The data for NH4+ effect experiments revealed higher residual [Cu2+] (i.e., poorer uptake) with increase in [NH4+-N]. Specifically, NH4+ impeded Cu2+ uptake in a concentration-dependent manner, with [NH4+-N] of 179 mM severely affecting Cu2+ uptake (equilibrium [Cu2+] ~5 ppm relative to ~0.5 ppm in experiments without added NH4+). However, there was no appreciable effect on Cu2+ sorption at [NH4+-N] = 3.57 mM, which suggested a threshold concentration existed beyond which NH+             4+ would impede Cu2+ sorption on treated SW. Besides higher [Cu2+] residuals, longer equilibration times were also observed with increasing [NH4+-N]. Further evidence of the threshold effect could be seen in the similar equilibration time observed in systems with [NH4+-N] of 0 and 3.57 mM (50 ppm). Specifically, 120 mins was required for the system to reach equilibrium at [NH4+-N] of 0 mM and 3.57 mM, while longer equilibration times (~240 mins and > 360 mins) were needed at [NH4+-N] of 35.7 mM and 179 mM, respectively. One possible explanation for the decreased uptake capacity might be direct binding of NH4+ on treated SW; but questions on the type of functional groups mediating the binding and whether they were the same ones that bind Cu2+ remain to be elucidated. Alternatively, ammonium-copper complexation could also hinder copper binding to seaweed.

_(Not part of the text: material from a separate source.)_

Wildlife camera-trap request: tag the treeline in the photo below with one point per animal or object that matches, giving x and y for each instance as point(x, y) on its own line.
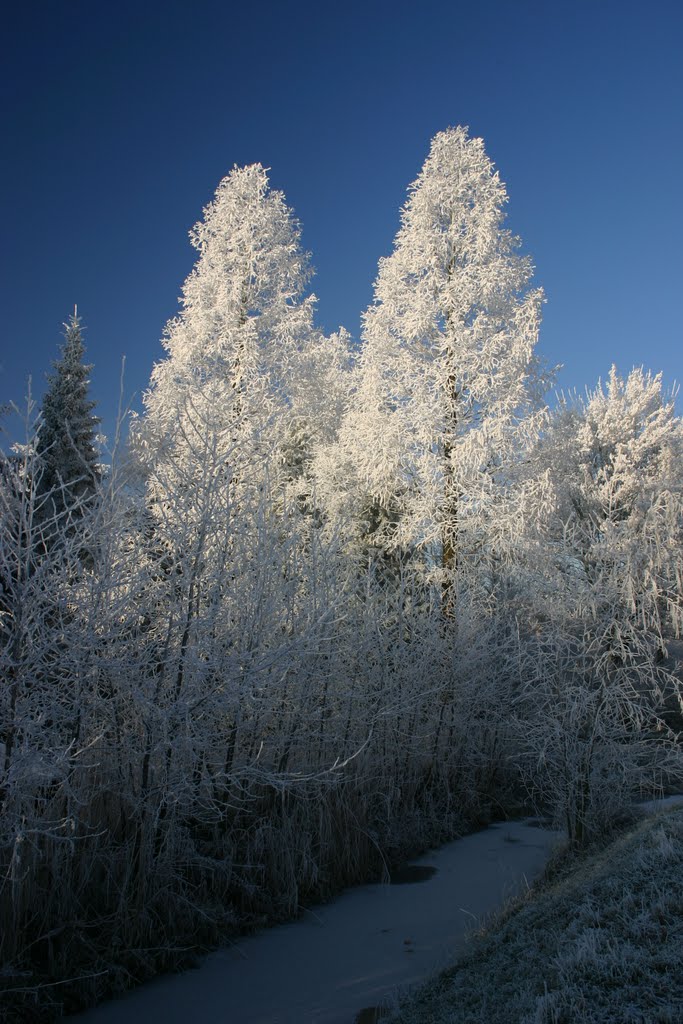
point(329, 603)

3.3 Equilibrium biosorption experiments

The equilibrium specific uptake of copper increased with pH, independent of ammonium interference (Figure 3). Specifically, the gradient of the linearized lines at pH 3 and 4.5 were larger than that at pH 2, indicating that biosorption was more favourable at higher pH, which broadly agreed with other studies in the literature [10, 17, 21]. At initial pH = 2, there was almost no uptake of Cu2+, most likely due to the competitive binding effect from the high concentration of protons [10]. Possible explanations of the enhanced copper uptake at higher pH include: (i) deprotonation of the carboxyl sites (of alginate) and sulfated polysaccharides sites (of fucoidan) in the treated SW cell wall matrix at high pH, which increased the number of negatively charged sites available for binding Cu2+ ions, and (ii) reduced competition from solution H+ ions for the same binding sites at high pH [17, 22].


Figure 3: Batch equilibrium studies with and without ammonium interference. Biosorbent concentration = 1 g/L, no pH control, [NH4+-N] = 179 mM. Data points were of individual experiment runs.

The specific uptake and equilibrium [Cu2+] showed a positive linear relationship for [Cu2+] of 0.1 to 20 ppm, which indicated that initial [Cu2+] was positively correlated with equilibrium specific uptake. Such a linear relationship concurred with predictions from various isotherm models such as Langmuir and Freundlich, and is typical of metal sorption from low concentration solutions. At the same initial pH, the presence of NH4+ reduced the equilibrium specific uptake for [Cu2+] within 0.1 to 20 ppm.

4. Conclusions

Taken together, the feasibility of removing copper (at trace concentration) by formaldehyde crosslinked Sargassum sp., was equivocal, even though rapid sorption was observed in kinetic experiments. Future research in this concentration region should adopt better contaminant control practices. Kinetic and equilibrium experiments in the low copper concentration region (i.e., 4 to 20 ppm), however, provided strong evidence of Cu2+ uptake by treated SW even under NH4+ interference4 . Specifically, NH4+ reduced Cu2+ sorption in a concentration-dependent manner beyond a threshold concentration of 50 ppm NH4+-N.

Conflicts of Interest

The author declares no conflict of interest.


The author thank the National University of Singapore for financial support.